In this instance, a microfabrication technology platform was developed by Suwas Nikumb, PhD, a specialist in precision fabrication and group leader of the NRC-IMTI’s Precision Fabrication Processes Research Group.
Nikumb’s neuromodulation electrode has the capacity to both record and stimulate, and can identify and potentially treat the focal cells causing the symptoms. Smaller in size than the tip of a pin, with up to 16 microelectrodes built in, this new device can be inserted into the brain without an open incision. This minimally invasive surgical method was developed with the neurological expertise of Dr. Mandar Jog, PhD, director of the Movement Disorders Program at the Movement Disorders Clinic (London, ON), who uncovered the initial need and undertook the device’s biological evaluation.
This collaboration of technology and medicine can reduce the effects and perhaps even treat neurological diseases by effectively pinpointing and eliminating abnormal cells.
Such advancements not only benefit seniors, but infants as well. With more babies surviving premature birth at earlier stages, more families face the considerable likelihood that their child may suffer from a neurological disorder. Early diagnosis and on-going monitoring of treatment are critical elements to improving this outcome. In order to achieve a correct diagnosis, a high-field MRI is needed to provide the required imaging resolution of the baby’s brain (Figure 2). However, developing the methods needed to achieve these images would require infant subjects to be exposed to hundreds of hours of MRI.
One solution being explored is the use of a tissue-mimicking phantom that can take the infants’ place. Gord Campbell, PhD, leader of the solid shaping processes research group at the NRC-IMTI, is using his expertise in creating hydrogel materials and working with medical physicists Neil Gelman, PhD of the Lawson Health Research Institute (London, ON) and Gerald Moran, PhD of McMaster University (Hamilton, ON) to identify a suitable combination of materials and morphology.

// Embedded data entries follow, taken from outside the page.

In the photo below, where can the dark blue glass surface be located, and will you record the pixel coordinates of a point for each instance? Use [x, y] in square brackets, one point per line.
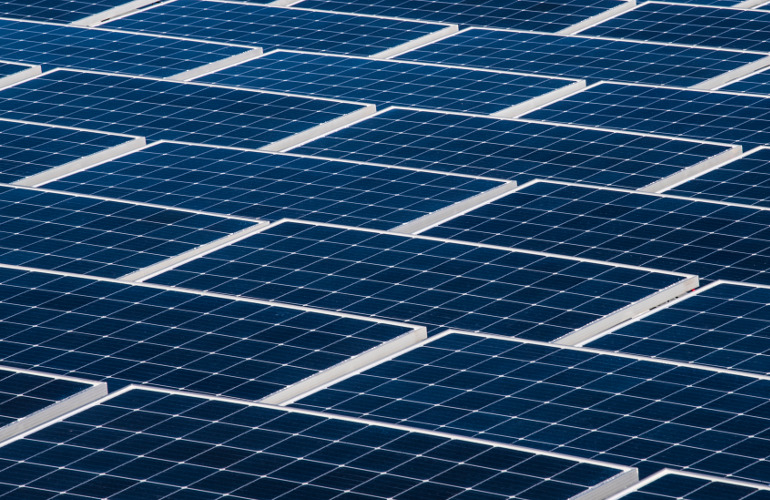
[274, 186]
[276, 27]
[510, 149]
[148, 444]
[419, 280]
[160, 109]
[92, 236]
[592, 59]
[647, 414]
[710, 239]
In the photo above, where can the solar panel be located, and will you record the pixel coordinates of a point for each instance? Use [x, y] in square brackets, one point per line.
[538, 15]
[757, 83]
[153, 444]
[87, 235]
[428, 282]
[695, 114]
[281, 27]
[28, 149]
[29, 398]
[636, 412]
[271, 186]
[710, 239]
[740, 29]
[744, 180]
[671, 485]
[723, 325]
[57, 46]
[67, 11]
[125, 333]
[517, 150]
[386, 82]
[161, 109]
[590, 58]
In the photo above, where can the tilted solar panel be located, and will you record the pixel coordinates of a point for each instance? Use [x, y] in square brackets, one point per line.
[740, 29]
[537, 15]
[28, 149]
[125, 333]
[30, 398]
[589, 58]
[695, 114]
[392, 83]
[154, 444]
[57, 46]
[79, 234]
[671, 485]
[429, 282]
[272, 186]
[280, 27]
[724, 325]
[516, 149]
[710, 239]
[162, 109]
[744, 180]
[648, 414]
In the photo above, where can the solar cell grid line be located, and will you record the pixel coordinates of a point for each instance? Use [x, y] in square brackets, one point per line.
[605, 406]
[537, 15]
[394, 83]
[705, 26]
[756, 83]
[431, 282]
[723, 324]
[110, 238]
[590, 58]
[744, 180]
[30, 149]
[281, 27]
[272, 186]
[695, 114]
[162, 109]
[57, 46]
[143, 443]
[674, 485]
[67, 11]
[31, 398]
[520, 150]
[125, 333]
[713, 240]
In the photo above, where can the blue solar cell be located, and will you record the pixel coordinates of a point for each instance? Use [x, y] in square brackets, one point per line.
[161, 109]
[388, 82]
[695, 114]
[723, 325]
[93, 236]
[648, 414]
[541, 15]
[136, 334]
[55, 46]
[151, 444]
[589, 58]
[422, 281]
[740, 29]
[27, 149]
[274, 186]
[277, 27]
[675, 486]
[710, 239]
[744, 180]
[758, 83]
[61, 11]
[24, 394]
[511, 149]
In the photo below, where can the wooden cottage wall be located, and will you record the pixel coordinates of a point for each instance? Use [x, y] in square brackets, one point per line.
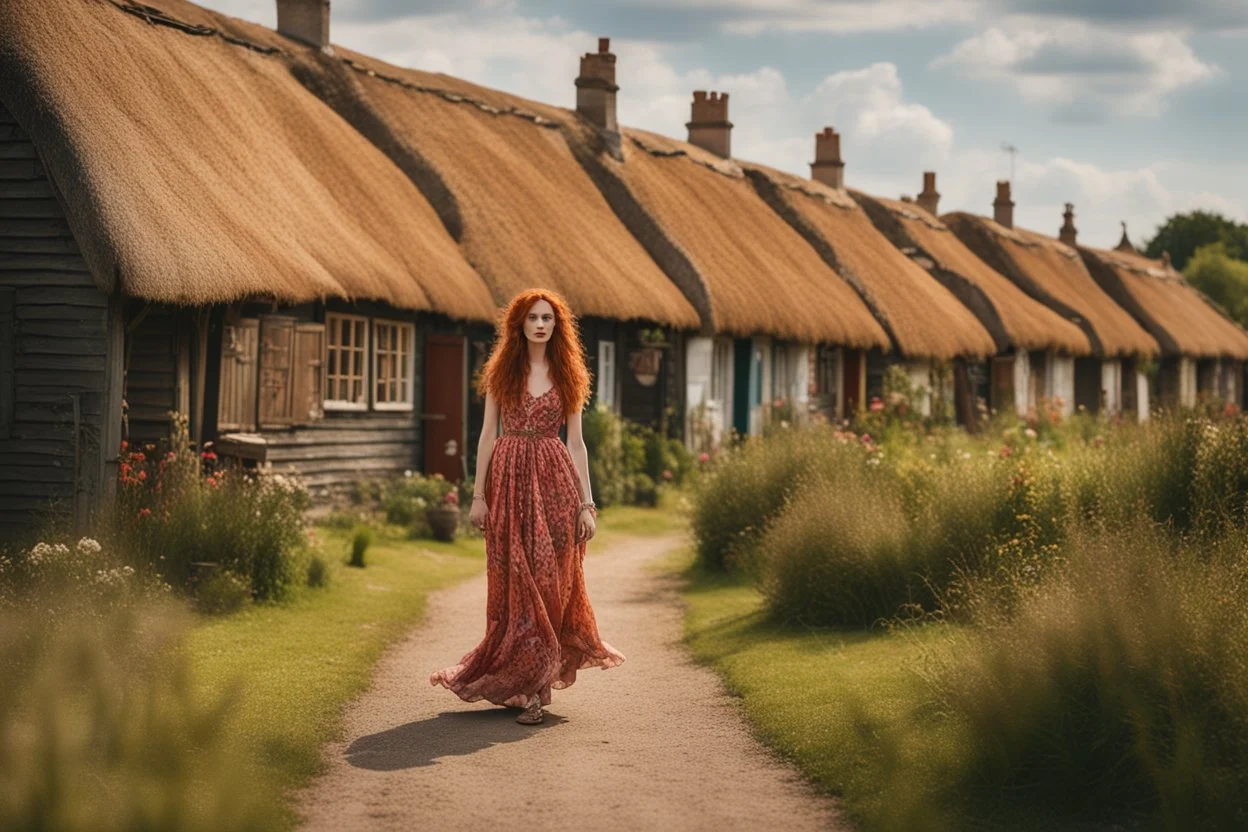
[59, 359]
[331, 450]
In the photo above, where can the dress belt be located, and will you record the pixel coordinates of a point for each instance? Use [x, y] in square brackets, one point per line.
[531, 434]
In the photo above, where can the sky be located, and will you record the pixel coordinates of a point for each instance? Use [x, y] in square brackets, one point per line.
[1132, 110]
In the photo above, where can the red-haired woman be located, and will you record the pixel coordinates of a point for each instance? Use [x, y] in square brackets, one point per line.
[533, 500]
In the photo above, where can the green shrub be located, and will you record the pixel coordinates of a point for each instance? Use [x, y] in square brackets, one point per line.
[318, 571]
[361, 539]
[407, 497]
[222, 593]
[170, 515]
[104, 729]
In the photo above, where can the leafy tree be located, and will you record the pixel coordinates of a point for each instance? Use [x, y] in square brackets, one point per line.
[1222, 277]
[1182, 233]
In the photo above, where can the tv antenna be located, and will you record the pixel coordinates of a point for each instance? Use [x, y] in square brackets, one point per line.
[1014, 151]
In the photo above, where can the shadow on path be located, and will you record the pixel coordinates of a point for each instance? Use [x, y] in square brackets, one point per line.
[451, 734]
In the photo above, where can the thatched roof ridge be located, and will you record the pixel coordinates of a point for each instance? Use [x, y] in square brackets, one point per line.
[702, 220]
[1014, 318]
[195, 169]
[1053, 273]
[921, 316]
[502, 176]
[1179, 317]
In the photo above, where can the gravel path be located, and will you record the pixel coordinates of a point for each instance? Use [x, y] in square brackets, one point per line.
[654, 744]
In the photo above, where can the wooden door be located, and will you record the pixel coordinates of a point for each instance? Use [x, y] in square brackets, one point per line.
[443, 417]
[236, 407]
[276, 359]
[854, 381]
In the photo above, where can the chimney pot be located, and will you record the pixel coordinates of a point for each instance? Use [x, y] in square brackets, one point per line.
[1068, 233]
[597, 87]
[1002, 207]
[929, 200]
[305, 20]
[828, 166]
[708, 124]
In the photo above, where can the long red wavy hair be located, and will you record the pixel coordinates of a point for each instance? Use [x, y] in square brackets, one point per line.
[506, 373]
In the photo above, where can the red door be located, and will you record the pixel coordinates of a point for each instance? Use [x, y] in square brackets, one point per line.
[443, 416]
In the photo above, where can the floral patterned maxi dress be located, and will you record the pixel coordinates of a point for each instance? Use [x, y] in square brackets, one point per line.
[539, 628]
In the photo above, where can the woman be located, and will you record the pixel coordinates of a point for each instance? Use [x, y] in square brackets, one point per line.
[533, 500]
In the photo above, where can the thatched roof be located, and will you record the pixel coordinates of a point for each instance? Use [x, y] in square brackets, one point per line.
[921, 316]
[1179, 317]
[1053, 273]
[1015, 319]
[746, 268]
[503, 178]
[195, 169]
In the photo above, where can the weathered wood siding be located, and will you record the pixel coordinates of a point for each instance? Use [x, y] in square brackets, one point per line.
[55, 356]
[337, 450]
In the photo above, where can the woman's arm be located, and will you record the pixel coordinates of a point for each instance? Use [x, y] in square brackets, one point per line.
[484, 450]
[579, 455]
[587, 520]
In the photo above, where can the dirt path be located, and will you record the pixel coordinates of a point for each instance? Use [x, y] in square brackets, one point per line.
[652, 744]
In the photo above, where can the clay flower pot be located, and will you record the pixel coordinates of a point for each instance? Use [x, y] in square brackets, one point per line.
[443, 520]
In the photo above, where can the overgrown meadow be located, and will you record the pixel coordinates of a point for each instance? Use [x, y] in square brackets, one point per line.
[1080, 591]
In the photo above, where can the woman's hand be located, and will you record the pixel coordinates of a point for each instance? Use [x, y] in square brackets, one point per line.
[585, 525]
[478, 514]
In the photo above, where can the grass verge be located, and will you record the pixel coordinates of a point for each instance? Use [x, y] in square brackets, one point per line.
[845, 706]
[300, 662]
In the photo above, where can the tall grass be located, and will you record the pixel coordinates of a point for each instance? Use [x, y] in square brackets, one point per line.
[1116, 686]
[101, 727]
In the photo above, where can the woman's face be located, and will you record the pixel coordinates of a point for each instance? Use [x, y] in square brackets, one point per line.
[539, 323]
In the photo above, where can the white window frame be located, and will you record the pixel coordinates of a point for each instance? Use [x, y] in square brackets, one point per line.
[332, 326]
[409, 381]
[607, 373]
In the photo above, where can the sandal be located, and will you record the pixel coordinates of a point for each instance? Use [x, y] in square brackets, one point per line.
[533, 714]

Together, their work promises to generate methods that will provide the accurate image needed for neonatologists to diagnose conditions and adjust treatment. With this, many neurological deficits in children can be reduced or avoided through timely action.
In all three areas — hip transplants, Parkinson’s disease and neonatal brain deficit diagnosis — combining technology and medicine is leading to new knowledge, new products and new patient treatments. What makes this approach successful is having multiple partners — in these cases, health-care professionals and scientists who are technology specialists — work together, within the context of scientific and health-care research centres, and with the support of funding agencies.
Researchers involved in the above-mentioned projects are located at various universities and research centres in southwestern Ontario, and are assisted by the Canadian Institutes of Health Research (Ottawa, ON). In this instance, geographical proximity, or clustering, provides a valuable basis for collaboration.
Translating these innovative technologies rests on the involvement of industry, which has the capacity to take new solutions to the marketplace. Medtrode Inc. (London, ON) and Multi Magnetics Inc. (London, ON) are assisting in this effort with the neuromodulation electrode and the neonatal brain phantom, respectively.

Murray Hunter is the senior communications officer for the NRC-IMTI, which focuses on innovative and strategic research, in collaboration with industrial, university and government partners.